Crime levels are “stabilising” after decades of reductions amid jumps in killings, robbery and knife-related offences, official statistics show.
Figures for the year to March sparked fresh concern over rises in “high harm” violence.
Excluding cases linked to terror attacks and the Hillsborough disaster, the number of homicides recorded by police in England and Wales increased by 12%, from 627 to 701.
Police registered 40,147 offences involving a knife or sharp instrument – a 16% rise and the highest number since 2010/11.
Publishing the data, the Office for National Statistics (ONS) said: “Over recent decades, we’ve seen a fall in overall levels of crime, a trend that now looks to be stabilising.”
In findings that will prompt renewed focus of police and government efforts to tackle serious violence and other crime types, ONS and Home Office data also showed:
– A 30% surge in recorded robberies, which may reflect a “real change” as well as improvements in recording;
– Both police and the separate Crime Survey for England and Wales (CSEW) registered increases in vehicle-related theft and burglary;
– The number of police officers in England and Wales was 122,404 at the end of March, the lowest number since comparable records started in 1996;
– Nearly half (48%) of investigations into recorded crimes are closed without a suspect being identified – a similar level to last year – while the proportion of offences resulting in a charge or summons fell by two percentage points to 9%.
The ONS data bulletin draws on two main sources – offences recorded by police and the large-scale CSEW, which charts people’s experience of crime.
In the 12 months to March, forces in England and Wales logged a total of 5.5 million offences, a rise of a tenth (11%) compared with the previous year.
The survey gave an estimated total of 10.6 million incidents of crime over the same period, a 4% year-on-year fall.
Estimates of violent offending as measured by the CSEW were unchanged at at around 1.3 million incidents.

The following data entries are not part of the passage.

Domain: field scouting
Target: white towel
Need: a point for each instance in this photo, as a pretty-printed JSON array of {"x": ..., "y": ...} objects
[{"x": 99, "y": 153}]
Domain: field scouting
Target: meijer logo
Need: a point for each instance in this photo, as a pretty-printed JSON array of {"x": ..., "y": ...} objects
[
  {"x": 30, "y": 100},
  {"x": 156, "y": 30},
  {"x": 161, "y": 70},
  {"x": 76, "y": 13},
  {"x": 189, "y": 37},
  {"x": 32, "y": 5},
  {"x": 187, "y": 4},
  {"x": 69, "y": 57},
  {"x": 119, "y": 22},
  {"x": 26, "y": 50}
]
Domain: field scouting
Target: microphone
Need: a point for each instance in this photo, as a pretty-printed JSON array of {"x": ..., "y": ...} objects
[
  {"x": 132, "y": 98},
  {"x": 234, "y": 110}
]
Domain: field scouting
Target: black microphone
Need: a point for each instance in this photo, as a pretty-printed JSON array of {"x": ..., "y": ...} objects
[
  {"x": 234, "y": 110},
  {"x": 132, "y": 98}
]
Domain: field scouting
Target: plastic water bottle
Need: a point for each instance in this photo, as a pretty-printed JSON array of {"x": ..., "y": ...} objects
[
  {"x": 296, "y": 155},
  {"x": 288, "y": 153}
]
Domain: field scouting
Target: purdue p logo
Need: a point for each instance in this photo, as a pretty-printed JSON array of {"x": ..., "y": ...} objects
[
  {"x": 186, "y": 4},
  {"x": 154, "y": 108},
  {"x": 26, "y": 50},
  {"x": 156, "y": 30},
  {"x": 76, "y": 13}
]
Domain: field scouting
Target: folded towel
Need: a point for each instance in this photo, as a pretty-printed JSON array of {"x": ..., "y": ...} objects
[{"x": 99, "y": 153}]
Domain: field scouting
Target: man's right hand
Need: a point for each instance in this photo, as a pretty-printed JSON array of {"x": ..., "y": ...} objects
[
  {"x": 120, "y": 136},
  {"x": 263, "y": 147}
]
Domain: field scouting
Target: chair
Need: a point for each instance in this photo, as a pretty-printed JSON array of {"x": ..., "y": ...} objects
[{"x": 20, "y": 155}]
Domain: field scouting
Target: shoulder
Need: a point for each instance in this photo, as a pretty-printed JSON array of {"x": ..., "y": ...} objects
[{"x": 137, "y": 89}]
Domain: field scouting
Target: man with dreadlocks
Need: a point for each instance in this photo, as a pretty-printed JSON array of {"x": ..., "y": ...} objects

The survey is seen as providing a better indication of trends in all violent crime, while police recorded data is the superior measure of more harmful and less frequent offences.
Concern over serious violence intensified this year after a spate of fatal stabbings and shootings, with London in particular badly hit by bloodshed.
In the latest period, the number of recorded homicides – which includes murder, manslaughter and infanticide – showed a fourth consecutive rise.
“This follows a long-term decline, although homicide remains rare,” the ONS said.
It’s truly shocking to see these rises in homicides and violent crime Alex Mayes, Victim Support
In the year to March, there was a rise of almost a fifth (19%), to nearly 1.4 million, in the number of recorded “violence against the person” crimes – a broad category including murder, assault, harassment and stalking.
Alex Mayes, policy and public affairs adviser for charity Victim Support, said: “It’s truly shocking to see these rises in homicides and violent crime such as knife crime.
“While overall crime levels are generally stable, these increases in some high harm crimes are concerning.
“Too many lives are being shattered by these violent crimes.”
Elsewhere, the ONS said recent rises in burglary and robbery signal a change to the long-term downward trend, while crimes involving mopeds may have contributed to an increase in some types of theft.
Our latest crime figures released today show that most types of crime stayed at similar levels, but continued to increase in some offences https://t.co/rtEvZdqN0I— ONS (@ONS) July 19, 2018
Caroline Youell, of the ONS, said most people do not experience crime.
She said: “Today’s figures show a fairly stable picture in England and Wales for most crime types.
“It is too early to say if this is a change to the long-term declining trend.
“There have been increases in some lower-volume ‘high-harm’ offences such as homicide and knife crime, consistent with rises over the past three years.”